Pour faciliter les interpellations des députés, Lou, 21 ans, a mis au point des liens permettant d’envoyer un mail préécrit à plusieurs parlementaires d’un même groupe, en un seul clic. Le tout, partagé en commentaire du post de Camille Étienne. « Ça a pris une ampleur à laquelle je ne m’attendais pas du tout, se réjouit Lou. Plein de personnes ont liké mon commentaire, m’ont envoyé des messages pour me remercier. J’ai donc passé plusieurs heures à perfectionner le système et corriger les bugs techniques, pour que ça tourne encore plus. Si on est des milliers à écrire aux députés, on peut peut-être faire pencher la balance en notre faveur. »

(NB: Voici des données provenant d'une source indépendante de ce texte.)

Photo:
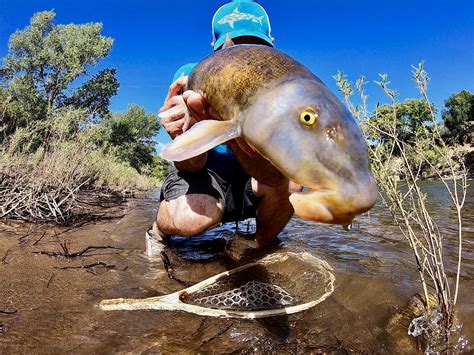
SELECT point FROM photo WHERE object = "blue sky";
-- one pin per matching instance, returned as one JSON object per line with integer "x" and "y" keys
{"x": 154, "y": 38}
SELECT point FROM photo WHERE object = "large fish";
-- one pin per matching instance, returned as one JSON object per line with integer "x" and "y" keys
{"x": 286, "y": 114}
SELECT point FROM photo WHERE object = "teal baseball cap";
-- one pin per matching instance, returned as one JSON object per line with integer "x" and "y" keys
{"x": 240, "y": 18}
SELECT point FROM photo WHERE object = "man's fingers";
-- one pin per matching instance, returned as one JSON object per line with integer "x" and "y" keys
{"x": 177, "y": 86}
{"x": 173, "y": 112}
{"x": 197, "y": 104}
{"x": 174, "y": 101}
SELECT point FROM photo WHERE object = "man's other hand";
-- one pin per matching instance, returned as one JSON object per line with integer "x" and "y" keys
{"x": 181, "y": 111}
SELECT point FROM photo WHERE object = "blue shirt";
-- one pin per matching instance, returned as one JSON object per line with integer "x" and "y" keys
{"x": 221, "y": 158}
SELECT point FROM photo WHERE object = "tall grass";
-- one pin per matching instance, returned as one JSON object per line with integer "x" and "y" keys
{"x": 397, "y": 167}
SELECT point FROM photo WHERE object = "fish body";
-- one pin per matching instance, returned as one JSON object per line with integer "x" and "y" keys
{"x": 286, "y": 114}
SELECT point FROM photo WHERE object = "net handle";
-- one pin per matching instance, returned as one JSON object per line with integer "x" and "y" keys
{"x": 172, "y": 302}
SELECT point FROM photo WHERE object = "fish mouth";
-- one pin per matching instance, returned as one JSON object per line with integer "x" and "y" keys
{"x": 332, "y": 206}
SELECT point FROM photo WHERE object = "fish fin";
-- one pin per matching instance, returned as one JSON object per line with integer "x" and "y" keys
{"x": 201, "y": 137}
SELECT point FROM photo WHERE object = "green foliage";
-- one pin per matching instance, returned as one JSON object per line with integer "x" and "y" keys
{"x": 94, "y": 95}
{"x": 42, "y": 64}
{"x": 128, "y": 136}
{"x": 458, "y": 117}
{"x": 69, "y": 159}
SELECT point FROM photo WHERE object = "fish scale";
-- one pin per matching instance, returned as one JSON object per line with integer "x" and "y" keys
{"x": 232, "y": 76}
{"x": 289, "y": 117}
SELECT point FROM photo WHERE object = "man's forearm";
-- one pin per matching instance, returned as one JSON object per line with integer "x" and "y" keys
{"x": 192, "y": 164}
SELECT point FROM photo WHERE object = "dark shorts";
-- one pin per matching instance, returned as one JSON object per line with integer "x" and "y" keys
{"x": 234, "y": 192}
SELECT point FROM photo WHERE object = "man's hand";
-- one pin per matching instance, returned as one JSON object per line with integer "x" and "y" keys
{"x": 181, "y": 111}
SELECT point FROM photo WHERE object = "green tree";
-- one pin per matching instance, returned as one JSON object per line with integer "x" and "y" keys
{"x": 42, "y": 63}
{"x": 458, "y": 117}
{"x": 94, "y": 95}
{"x": 129, "y": 136}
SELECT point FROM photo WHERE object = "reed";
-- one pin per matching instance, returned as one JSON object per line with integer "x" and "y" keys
{"x": 397, "y": 166}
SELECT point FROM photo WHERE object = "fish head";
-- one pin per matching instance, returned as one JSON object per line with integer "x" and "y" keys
{"x": 306, "y": 132}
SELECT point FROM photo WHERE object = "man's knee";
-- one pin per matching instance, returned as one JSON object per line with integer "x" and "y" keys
{"x": 278, "y": 192}
{"x": 189, "y": 215}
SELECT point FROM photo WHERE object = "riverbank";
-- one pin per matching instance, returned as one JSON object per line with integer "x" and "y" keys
{"x": 47, "y": 299}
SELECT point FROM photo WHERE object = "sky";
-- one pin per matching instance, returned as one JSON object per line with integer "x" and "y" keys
{"x": 152, "y": 39}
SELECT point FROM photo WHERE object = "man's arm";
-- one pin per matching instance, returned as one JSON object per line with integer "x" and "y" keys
{"x": 176, "y": 123}
{"x": 195, "y": 108}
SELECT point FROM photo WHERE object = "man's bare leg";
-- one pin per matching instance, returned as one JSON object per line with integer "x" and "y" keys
{"x": 273, "y": 211}
{"x": 188, "y": 215}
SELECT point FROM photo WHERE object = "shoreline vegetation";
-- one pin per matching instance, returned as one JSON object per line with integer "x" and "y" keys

En découvrant cet outil, Jessie, 44 ans, a « sauté sur l’occasion » pour envoyer un mail à la députée de sa circonscription en Loire-Atlantique — une élue La France insoumise, qui devrait a priori voter pour la taxe —, ainsi qu’à d’autres parlementaires. « C’était super facile, ça m’a pris deux minutes, salue Jessie. J’essaie de faire ce que je peux à mon échelle, cela m’est possible, donc je le fais. » Cette gestionnaire de service après-vente témoigne qu’il est « douloureux » pour elle de voir le gouvernement envisager de taxer les tickets-restaurant et les chèques-vacances plutôt que les gros patrimoines, « alors qu’on trime toute la journée ».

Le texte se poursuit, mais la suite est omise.